Los sindicatos acusan al Gobierno de aprobar una batería de medidas «sin consenso» con los agentes sociales ni el Pacto de Toledo. «Son actuaciones puntuales, claramente insuficientes, cortoplacistas y discriminatorias porque benefician sólo a una parte del colectivo y pueden generar un enfrentamiento entre los pensionistas con la intención de debilitar la protesta».

El Ejecutivo elevará las pensiones más bajas por encima de la evolución de los precios. Así, las prestaciones mínimas y las no contributivas subirán un 3%, aquellas que no superen los 700 euros al mes lo harán un 1,5% y las que oscilen entre 700 y 860 euros mensuales otro 1%. A su vez, la base reguladora de la pensión de viudedad se incrementará del 52% al 54% y habrá una reducción en la tributación de aquellas prestaciones inferiores a los 18.000 euros. Con estas mejoras se beneficiarán tres de cada cuatro pensionistas (casi siete millones). Sin embargo, los dos millones y medio restantes tendrán que conformarse con la subida mínima del 0,25%. Pero UGT y CC OO consideran que estas medidas «no solucionan, para nada, el problema de las pensiones actuales ni de los pensionistas futuros», de igual forma que «no garantizan el poder adquisitivo de las pensiones ni la futura viabilidad del sistema», que en 2017 volvió a registrar un déficit superior a 18.000 millones. Por eso, los sindicatos se han comprometido a «no parar hasta conseguir derogar la reforma que desarrolló el PP en 2013, que contienen un índice de revalorización y un factor de sostenibilidad destinados únicamente a recortar las pensiones». A su vez, exigen revisar las fuentes de financiación del sistema para hacerlo viable y sostenible, amén de recuperar el consenso en el Pacto de Toledo.

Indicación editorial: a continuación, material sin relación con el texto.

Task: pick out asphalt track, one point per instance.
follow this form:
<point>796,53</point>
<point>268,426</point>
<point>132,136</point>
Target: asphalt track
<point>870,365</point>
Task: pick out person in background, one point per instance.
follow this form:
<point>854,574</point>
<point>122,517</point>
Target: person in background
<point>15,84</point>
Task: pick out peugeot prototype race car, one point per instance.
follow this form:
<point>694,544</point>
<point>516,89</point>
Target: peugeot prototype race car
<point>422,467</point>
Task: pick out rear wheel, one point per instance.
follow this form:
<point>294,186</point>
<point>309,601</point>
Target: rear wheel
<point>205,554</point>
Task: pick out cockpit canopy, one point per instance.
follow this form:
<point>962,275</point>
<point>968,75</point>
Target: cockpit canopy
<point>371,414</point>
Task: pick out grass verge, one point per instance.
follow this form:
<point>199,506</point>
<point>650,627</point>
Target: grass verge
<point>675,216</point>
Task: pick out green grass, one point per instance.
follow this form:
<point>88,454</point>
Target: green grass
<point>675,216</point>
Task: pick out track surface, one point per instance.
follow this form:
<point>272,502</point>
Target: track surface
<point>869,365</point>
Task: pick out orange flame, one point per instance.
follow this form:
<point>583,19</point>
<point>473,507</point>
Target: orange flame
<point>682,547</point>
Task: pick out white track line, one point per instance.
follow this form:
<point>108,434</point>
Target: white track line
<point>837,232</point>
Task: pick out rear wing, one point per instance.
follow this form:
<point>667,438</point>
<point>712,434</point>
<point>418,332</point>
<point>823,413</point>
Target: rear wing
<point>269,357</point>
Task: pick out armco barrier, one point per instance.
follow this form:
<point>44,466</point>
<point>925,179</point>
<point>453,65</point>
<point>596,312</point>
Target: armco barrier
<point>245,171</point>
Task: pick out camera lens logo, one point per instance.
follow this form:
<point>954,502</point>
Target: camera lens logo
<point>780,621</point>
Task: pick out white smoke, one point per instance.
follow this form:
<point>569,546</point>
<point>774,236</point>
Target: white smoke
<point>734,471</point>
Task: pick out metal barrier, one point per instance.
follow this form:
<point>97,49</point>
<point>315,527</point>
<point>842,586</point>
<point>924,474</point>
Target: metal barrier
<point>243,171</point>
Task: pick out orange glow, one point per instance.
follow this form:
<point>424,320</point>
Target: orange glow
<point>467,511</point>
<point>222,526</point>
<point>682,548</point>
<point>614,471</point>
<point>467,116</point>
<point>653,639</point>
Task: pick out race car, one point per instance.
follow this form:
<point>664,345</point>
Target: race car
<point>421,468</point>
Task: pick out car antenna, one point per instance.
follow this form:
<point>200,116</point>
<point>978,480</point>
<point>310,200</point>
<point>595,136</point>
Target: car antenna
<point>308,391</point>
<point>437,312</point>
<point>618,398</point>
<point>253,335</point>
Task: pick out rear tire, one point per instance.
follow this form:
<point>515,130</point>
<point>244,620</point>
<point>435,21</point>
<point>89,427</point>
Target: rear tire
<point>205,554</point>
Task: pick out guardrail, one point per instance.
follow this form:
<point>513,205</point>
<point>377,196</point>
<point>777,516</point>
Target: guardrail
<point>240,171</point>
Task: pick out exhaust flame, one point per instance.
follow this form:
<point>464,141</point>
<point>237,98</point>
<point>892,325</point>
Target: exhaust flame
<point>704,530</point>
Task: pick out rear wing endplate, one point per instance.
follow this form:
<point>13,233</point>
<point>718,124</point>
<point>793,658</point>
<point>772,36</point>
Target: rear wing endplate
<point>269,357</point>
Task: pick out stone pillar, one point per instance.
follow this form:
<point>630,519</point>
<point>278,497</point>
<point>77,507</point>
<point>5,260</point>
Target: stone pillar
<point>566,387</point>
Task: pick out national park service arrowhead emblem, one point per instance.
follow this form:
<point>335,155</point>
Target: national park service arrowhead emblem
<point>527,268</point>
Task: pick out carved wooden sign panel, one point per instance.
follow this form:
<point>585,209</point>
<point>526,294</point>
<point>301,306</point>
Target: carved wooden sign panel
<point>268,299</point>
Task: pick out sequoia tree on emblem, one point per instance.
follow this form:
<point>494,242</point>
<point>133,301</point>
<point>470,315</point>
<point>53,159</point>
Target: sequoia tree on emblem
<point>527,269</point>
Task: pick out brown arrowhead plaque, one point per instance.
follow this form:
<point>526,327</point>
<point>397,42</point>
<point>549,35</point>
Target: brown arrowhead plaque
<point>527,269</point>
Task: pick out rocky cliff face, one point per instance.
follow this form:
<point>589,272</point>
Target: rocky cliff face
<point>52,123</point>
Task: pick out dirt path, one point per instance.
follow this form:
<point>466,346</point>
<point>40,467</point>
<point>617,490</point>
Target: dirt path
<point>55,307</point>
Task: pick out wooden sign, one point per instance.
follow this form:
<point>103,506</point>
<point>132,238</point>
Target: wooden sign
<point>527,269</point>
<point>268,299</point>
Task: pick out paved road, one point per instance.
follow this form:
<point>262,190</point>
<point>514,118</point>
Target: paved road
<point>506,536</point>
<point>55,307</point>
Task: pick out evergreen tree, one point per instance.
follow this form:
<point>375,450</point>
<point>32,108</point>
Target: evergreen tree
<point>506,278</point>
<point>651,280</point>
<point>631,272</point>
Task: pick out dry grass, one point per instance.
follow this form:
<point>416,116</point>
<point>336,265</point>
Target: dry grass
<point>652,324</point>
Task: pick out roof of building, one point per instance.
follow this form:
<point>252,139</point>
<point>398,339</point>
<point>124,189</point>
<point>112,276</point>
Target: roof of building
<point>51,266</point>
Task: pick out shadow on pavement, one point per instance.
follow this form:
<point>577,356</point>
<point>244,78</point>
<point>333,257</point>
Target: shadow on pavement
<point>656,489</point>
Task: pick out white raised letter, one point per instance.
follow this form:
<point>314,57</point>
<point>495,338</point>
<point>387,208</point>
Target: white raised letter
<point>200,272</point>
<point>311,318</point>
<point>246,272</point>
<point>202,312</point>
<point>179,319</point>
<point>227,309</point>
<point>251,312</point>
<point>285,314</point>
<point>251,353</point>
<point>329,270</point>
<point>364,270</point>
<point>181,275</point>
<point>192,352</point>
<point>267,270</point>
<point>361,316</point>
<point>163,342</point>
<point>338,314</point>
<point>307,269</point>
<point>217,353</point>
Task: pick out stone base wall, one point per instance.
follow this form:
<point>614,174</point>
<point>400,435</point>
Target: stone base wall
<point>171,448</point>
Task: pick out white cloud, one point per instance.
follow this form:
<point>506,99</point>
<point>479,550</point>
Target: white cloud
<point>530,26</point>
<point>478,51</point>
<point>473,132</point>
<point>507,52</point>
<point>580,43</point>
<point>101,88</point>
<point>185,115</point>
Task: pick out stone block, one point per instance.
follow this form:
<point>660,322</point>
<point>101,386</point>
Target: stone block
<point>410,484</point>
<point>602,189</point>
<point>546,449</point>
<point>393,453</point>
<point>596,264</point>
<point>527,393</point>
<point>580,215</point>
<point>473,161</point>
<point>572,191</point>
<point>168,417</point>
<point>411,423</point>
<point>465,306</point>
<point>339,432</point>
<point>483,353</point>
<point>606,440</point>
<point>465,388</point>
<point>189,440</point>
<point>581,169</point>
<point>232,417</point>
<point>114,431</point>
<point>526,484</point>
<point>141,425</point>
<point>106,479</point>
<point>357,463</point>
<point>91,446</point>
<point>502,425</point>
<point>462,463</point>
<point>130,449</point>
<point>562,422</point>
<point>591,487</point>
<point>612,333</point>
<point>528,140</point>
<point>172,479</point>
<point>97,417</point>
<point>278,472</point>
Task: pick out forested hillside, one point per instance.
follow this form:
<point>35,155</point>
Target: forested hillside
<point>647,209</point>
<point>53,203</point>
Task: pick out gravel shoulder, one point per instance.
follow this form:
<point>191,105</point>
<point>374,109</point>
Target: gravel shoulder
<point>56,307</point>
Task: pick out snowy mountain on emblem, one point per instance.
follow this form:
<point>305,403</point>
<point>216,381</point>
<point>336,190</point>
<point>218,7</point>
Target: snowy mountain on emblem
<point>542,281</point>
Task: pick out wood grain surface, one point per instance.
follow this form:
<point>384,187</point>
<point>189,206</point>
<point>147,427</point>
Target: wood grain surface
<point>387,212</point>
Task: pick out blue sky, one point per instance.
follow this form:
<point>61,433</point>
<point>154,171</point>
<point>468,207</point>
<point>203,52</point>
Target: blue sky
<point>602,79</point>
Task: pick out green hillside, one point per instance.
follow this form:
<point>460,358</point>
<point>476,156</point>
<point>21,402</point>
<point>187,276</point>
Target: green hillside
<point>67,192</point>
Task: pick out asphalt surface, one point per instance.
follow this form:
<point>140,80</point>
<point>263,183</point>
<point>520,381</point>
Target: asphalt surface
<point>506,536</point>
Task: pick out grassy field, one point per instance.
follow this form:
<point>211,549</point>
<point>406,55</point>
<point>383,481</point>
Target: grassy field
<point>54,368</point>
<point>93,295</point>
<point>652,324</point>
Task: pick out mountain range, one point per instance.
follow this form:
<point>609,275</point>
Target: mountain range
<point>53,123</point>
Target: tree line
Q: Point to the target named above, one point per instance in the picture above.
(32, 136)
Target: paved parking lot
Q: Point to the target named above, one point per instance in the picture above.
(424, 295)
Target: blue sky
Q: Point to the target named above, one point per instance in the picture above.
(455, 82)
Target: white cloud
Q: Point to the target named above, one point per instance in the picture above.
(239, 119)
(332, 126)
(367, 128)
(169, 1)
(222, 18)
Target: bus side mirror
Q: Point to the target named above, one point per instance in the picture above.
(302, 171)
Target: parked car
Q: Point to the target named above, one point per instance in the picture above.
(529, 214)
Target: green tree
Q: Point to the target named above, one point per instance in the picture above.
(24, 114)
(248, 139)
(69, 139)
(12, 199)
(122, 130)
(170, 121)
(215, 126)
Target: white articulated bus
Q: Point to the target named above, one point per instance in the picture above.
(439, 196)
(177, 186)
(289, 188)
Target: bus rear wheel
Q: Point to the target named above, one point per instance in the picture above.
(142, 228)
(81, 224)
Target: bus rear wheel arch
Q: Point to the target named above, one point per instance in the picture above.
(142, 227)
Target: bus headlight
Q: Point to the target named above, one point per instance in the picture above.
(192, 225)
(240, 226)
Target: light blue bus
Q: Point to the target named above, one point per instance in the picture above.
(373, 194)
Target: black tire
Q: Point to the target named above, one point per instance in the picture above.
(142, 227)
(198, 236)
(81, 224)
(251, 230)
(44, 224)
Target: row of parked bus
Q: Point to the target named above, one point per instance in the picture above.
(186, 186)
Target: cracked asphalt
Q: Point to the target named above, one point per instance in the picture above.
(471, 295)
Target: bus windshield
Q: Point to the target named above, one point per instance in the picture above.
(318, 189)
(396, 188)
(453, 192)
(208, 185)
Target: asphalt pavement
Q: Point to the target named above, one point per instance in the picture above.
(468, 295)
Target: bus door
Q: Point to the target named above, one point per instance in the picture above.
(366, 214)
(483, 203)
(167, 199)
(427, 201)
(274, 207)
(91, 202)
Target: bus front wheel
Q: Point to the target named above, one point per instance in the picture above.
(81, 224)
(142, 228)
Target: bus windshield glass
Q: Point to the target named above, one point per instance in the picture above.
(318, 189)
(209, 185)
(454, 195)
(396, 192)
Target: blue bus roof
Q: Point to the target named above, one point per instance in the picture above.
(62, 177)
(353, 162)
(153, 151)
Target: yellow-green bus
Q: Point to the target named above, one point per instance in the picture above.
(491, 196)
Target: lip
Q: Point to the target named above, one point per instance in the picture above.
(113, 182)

Carmen Castilla defendió como sostenible el sistema de pensiones, pero reclama que se financie adecuadamente y para ello se exige «sueldos justos» que puedan cotizar más. Advirtió que esto será crucial en los p róximos años, cuando aumente hasta 15 millones la cifra de pensionistas al sumarse la generación del 'boom' demográfico de los sesenta.

Nuria López también denuncia la «precariedad laboral» y el «paro estructural» como dos de las grandes dificultades para garantizar las pensiones del futuro. Criticó la reforma del Gobierno del PP en 2013 por sus efectos «devastadores» en la cuantía de las pensiones y en su futuro.